Meet Murray Cook, MLB’s Go-To Stadium Savant

Image credit: Pre-game at Fort Bragg. (Photo by Streeter Lecka/Getty Images)

Whether Major League Baseball is building a stadium in Europe, the Far East, Latin America or Fort Bragg, one constant has been Murray Cook.

Major League Baseball’s field coordinator and consultant has spent the better part of 30 years traveling to more than 60 countries.

“This world is really small and it’s definitely not flat,” said Cook, on a phone call from Tokyo. “I know that because I’m able to fly east, and I can go all the way back around to where I was.”

He got his first taste of international travel in 1989 when as a groundskeeper in the minors he was asked to go with a group of players from the Double-A Eastern League to Russia, when it was still the U.S.S.R. At one stop, he had to build a pitcher’s mound on the fly.

“I fell in love with the international part of doing this stuff,” Cook said. “And one thing led to another.”

Cook is now the president of BrightView’s Sports Turf Division and MLB’s right-hand man on stadium building both domestically and around the world. He has assisted on projects for the Olympics, the World Baseball Classic, and he also travels to evaluate facilities wherever major or minor league players are playing – whether it’s winter ball or the Pan American games.

“Let’s just say this, I know how to get around an airport,” he said.

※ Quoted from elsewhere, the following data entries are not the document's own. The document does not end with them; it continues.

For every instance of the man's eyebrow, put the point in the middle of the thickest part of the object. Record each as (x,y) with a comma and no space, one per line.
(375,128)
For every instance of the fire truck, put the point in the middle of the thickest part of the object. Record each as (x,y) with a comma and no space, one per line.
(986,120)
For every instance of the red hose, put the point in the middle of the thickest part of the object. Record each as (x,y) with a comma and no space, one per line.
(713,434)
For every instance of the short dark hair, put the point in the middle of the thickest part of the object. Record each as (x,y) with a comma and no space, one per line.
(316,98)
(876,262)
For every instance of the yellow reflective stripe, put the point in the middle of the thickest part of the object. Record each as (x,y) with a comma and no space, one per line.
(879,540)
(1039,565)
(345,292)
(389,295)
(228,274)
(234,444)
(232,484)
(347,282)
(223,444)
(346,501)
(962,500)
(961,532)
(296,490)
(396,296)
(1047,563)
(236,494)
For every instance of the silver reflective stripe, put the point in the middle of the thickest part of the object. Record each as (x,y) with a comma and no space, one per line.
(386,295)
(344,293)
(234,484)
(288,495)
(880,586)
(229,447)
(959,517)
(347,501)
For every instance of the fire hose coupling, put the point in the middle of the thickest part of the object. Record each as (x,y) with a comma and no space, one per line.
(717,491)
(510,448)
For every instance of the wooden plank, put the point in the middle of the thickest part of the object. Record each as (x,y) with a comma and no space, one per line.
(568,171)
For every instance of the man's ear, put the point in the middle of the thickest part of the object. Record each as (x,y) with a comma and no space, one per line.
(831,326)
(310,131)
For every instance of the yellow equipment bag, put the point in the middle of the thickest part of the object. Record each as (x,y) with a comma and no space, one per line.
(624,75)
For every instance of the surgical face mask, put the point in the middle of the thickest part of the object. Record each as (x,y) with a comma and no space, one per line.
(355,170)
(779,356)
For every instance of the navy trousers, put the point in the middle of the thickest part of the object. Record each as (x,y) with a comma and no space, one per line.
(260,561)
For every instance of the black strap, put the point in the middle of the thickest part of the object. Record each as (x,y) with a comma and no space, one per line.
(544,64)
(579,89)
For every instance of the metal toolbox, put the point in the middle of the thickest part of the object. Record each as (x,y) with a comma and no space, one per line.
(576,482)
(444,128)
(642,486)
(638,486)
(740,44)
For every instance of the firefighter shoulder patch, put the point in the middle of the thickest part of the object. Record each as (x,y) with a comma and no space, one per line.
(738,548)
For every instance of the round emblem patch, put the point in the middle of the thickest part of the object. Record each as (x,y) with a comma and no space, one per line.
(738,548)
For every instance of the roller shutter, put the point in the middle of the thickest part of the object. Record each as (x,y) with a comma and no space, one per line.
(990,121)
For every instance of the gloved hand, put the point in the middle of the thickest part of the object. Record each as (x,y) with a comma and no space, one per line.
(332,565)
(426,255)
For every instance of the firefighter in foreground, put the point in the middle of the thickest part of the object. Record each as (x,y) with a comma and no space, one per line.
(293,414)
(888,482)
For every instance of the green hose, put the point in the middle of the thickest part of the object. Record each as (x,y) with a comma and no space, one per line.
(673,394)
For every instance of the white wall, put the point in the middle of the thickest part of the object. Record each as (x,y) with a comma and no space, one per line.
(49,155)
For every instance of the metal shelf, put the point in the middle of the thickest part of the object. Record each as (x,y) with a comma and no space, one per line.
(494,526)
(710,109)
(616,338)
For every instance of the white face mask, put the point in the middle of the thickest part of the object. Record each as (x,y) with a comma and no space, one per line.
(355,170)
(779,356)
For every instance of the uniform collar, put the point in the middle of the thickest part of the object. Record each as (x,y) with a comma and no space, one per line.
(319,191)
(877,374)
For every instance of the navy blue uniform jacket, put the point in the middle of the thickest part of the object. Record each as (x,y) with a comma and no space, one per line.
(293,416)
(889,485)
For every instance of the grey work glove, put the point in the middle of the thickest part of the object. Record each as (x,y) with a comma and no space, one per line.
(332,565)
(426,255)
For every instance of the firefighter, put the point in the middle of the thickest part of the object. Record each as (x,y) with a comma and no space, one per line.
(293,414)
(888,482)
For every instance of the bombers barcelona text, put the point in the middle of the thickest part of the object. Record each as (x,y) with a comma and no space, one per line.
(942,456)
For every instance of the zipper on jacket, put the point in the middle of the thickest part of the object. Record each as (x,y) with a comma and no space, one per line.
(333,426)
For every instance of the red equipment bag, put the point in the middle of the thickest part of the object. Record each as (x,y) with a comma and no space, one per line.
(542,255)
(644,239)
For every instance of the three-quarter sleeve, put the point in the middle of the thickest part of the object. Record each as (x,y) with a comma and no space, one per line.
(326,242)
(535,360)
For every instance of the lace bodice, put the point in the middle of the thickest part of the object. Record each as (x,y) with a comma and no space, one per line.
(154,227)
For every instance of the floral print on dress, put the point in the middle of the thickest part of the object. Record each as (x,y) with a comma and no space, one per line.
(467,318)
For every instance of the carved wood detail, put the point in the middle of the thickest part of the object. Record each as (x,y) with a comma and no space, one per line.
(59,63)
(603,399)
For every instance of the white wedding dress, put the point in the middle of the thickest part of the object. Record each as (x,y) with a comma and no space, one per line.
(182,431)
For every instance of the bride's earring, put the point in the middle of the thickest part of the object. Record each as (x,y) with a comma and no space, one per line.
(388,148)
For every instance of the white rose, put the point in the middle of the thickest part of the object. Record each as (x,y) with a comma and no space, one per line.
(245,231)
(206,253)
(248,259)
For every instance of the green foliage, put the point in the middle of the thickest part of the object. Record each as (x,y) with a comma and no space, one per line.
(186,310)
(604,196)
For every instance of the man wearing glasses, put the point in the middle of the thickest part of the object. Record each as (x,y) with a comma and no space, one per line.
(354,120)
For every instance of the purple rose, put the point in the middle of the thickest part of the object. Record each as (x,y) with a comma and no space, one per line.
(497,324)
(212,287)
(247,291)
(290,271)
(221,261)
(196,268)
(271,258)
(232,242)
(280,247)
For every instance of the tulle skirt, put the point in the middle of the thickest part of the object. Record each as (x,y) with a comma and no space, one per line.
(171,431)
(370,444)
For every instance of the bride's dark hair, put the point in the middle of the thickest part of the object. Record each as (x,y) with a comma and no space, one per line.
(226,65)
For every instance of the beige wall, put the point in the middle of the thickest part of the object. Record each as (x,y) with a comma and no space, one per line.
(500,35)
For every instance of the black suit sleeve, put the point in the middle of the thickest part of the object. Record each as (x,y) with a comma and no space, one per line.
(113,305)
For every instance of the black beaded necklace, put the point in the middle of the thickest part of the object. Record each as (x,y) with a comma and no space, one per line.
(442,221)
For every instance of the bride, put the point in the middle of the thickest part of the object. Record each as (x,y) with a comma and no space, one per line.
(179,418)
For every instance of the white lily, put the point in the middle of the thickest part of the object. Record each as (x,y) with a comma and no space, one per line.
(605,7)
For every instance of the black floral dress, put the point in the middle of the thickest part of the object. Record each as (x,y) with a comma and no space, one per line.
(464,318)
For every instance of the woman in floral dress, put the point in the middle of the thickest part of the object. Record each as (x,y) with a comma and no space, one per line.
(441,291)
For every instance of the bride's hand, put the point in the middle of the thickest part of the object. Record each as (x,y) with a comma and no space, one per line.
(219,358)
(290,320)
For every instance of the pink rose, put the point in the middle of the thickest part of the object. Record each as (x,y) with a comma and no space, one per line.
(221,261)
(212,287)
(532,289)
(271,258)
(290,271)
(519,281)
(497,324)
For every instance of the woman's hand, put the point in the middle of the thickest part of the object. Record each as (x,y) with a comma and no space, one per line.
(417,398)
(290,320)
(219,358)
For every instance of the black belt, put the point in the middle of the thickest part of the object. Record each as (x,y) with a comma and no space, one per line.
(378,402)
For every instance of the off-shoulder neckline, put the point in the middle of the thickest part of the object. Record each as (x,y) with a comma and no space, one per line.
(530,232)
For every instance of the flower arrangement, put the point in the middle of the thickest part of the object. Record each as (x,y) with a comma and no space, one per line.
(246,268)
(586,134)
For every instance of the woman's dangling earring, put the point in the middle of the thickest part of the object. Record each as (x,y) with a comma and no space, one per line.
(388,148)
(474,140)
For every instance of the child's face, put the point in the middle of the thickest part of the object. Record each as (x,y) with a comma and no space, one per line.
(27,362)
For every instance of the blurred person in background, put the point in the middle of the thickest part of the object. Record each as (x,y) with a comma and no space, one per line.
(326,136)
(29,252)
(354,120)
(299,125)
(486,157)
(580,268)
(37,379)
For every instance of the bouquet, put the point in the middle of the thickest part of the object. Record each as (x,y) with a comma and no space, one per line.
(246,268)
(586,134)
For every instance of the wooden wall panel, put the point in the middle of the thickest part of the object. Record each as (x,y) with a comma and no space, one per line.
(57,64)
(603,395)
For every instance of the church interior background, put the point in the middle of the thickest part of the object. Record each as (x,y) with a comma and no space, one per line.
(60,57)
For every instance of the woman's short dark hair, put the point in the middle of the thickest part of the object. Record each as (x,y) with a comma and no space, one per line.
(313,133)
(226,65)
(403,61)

Cook grew up in the shadow of the minor league ballpark in Salem, Va., The Single-A affiliate of the Pittsburgh Pirates got smart and hired him at age 13, after he ran up a big bill selling them home run balls he’d caught in a neighbor’s yard behind the outfield fence.

He started out as a ball boy before finding his passion with the grounds crew and has been working on baseball fields since. He spent seven years looking after the spring training complex in West Palm Beach, Fla. for the Braves and Expos, when MLB first made him a consultant.

Cook spear-headed the effort to build a 12,500 seat stadium on an abandoned golf course on Fort Bragg in a 120-day period for a July 3rd 2016 game between the Braves and Marlins. He’s pieced together sod delivered mistakenly in 4-by-4 inch pieces to Havana, Cuba for the 2016 exhibition series there with secret service from both the U.S. and Cuba looking on.

He and his BrightView team resurfaced the National Mall in Washington, D.C., prepping it for the traffic of some 25 million visitors. Lately, he’s spent the spring jet-setting back and forth to Monterrey, Tokyo and London for MLB’s international series this season.

MLB has a tremendous resource in Cook, said MLB’s senior vice president for international business Jim Small, who first collaborated with Cook on a minor league exhibition game in London in 1993.

“Murray has the technical knowledge and the cultural sensitivity,” Small said. “What makes Murray special is that he’s done it in so many places. He has the cultural element down. We have to be careful when we do things, like in the Tokyo Dome. They have groundskeepers who have been there for years, and they’re very good at what they do. We have to respect that and not just come in and say, ‘We’re Major League Baseball, get out of the way.’ Murray is great at that, and he does it here (in Japan.) He does it in Mexico. He’s doing it in London.”

Cook is quick to credit the crews he works with both locally and abroad. He also points to all the advancements in technology for making his job easier. Cook said education in sports field management has come a long way, as have improvements in everything from both synthetic and Bermuda grasses to laser tools for grading.

“They keep throwing you curveballs and the industry comes up with these solutions,” Cook said. “The evolution of all that is really cool.”